Une atrocité est à l’origine des Filles du Soleil : les ravages de Daech au Kurdistan, et plus particulièrement les conditions de vie des civils, générant une réaction de la part des femmes dont certaines se transforment en guerrières. Le sujet est fort, dur, et mérite qu’on braque sur lui les projecteurs. C’est ce que fait une autre femme, reporter de guerre qui s’intègre au groupe et immortalise leur lutte.
On a déjà posé la question avec Capharnaüm, présenté lui aussi au dernier festival de Cannes : la noblesse d’un sujet est-elle un blanc-seing à toutes les facilités et grossièretés des traitement ? Car, autant on percevait une certaine authenticité de départ et une sincérité indiscutable dans la démarche de Nadine Labaki, qui s’effaçait devant son sujet mais le malmenait tout de même par excès de pathos, autant Les Filles du Soleil concentre à peu près tout ce qui peut desservir la cause qu’il défend.
Golshifteh Farahani est certes superbe, et une grande partie de ses apparitions sont de véritables tableaux dans les clairs obscurs des cavités, magnifiant en mode de La Tour la beauté et la force de la femme libre. Cette picturalité, associée à d’autres séquences de combat sur un principe plus documentaire (esthétique ici loin d’être maîtrisée) auraient pu suffire.
Mais il a fallu qu’on nous enrobe le tout dans un récit sur lequel on s’est sentis obligés d’agréger des symboles. Symbole, cette photographe aux conduites ordaliques, qui prend son appareil au lieu d’une arme. Symbole, cette femme shootant des femmes qui shootent des radicaux. Symbole, ces femmes qui donnent la vie (un accouchement, autre combat) plus que la mort, qui cherchent leur enfant, et qui imposent au spectateur des explicitations qu’il était loin d’exiger : flash-backs à n’en plus finir, discussions interminables et musique prête à extraire les larmes au pied de biche.

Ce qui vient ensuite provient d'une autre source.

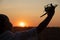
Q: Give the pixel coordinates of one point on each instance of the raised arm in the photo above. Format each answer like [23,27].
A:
[50,10]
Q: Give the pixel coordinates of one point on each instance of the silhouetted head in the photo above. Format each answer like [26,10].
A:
[4,23]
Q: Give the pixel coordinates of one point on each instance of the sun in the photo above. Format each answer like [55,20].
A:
[22,24]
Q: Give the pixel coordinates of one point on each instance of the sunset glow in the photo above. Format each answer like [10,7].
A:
[28,12]
[22,24]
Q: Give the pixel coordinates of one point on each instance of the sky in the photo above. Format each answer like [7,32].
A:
[28,11]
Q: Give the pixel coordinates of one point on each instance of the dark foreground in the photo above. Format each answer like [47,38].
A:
[50,33]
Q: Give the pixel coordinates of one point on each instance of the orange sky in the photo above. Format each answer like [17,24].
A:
[28,11]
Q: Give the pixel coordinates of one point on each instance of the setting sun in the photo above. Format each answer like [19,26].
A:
[22,24]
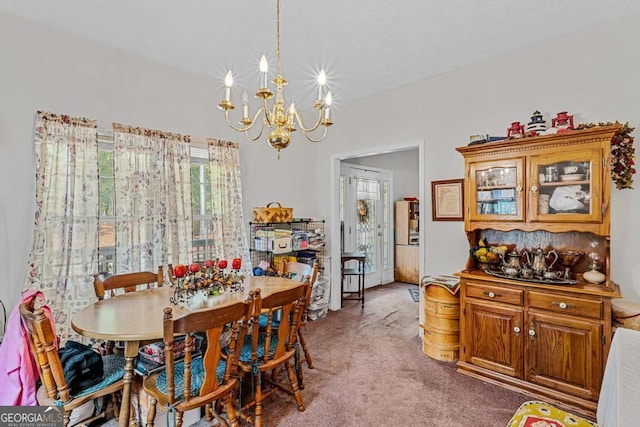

Et Bercot de nous expliquer, en outre, son rôle, dans des dissertations d’étudiante en première année de parlotte devisant sur le regard du peuple, la démagogie et la décadence du monde, tu vois, heureusement qu’on est là quand même.
Mise en abyme gênante d’une cinéaste trop convaincue de son utilité, et qui n’a pas la grâce qu’ont ses modèles. Le photographe de guerre laisse parler son sujet, qui, dans la fixité et le silence, concentre les thématiques de la violence et la grandeur. Ici, le récit dérive vers un traitement de téléfilm (dieux du ciel, ce final en forme de retrouvailles explosives, une série de TF1 elle-même n’oserait plus), qui n’oublie tout de même de rester présomptueuse, en témoigne ce générique sur lequel, je vous le donne en mille, la protagoniste PARLE ENCORE pour raconter à nouveau l’histoire à laquelle on vient d’assister.
Une atrocité est à l’origine des Filles du Soleil ; une atrocité en est le résultat. On n’aura jamais autant souhaité, en quittant une projection, le silence et le retour de la dignité du réel.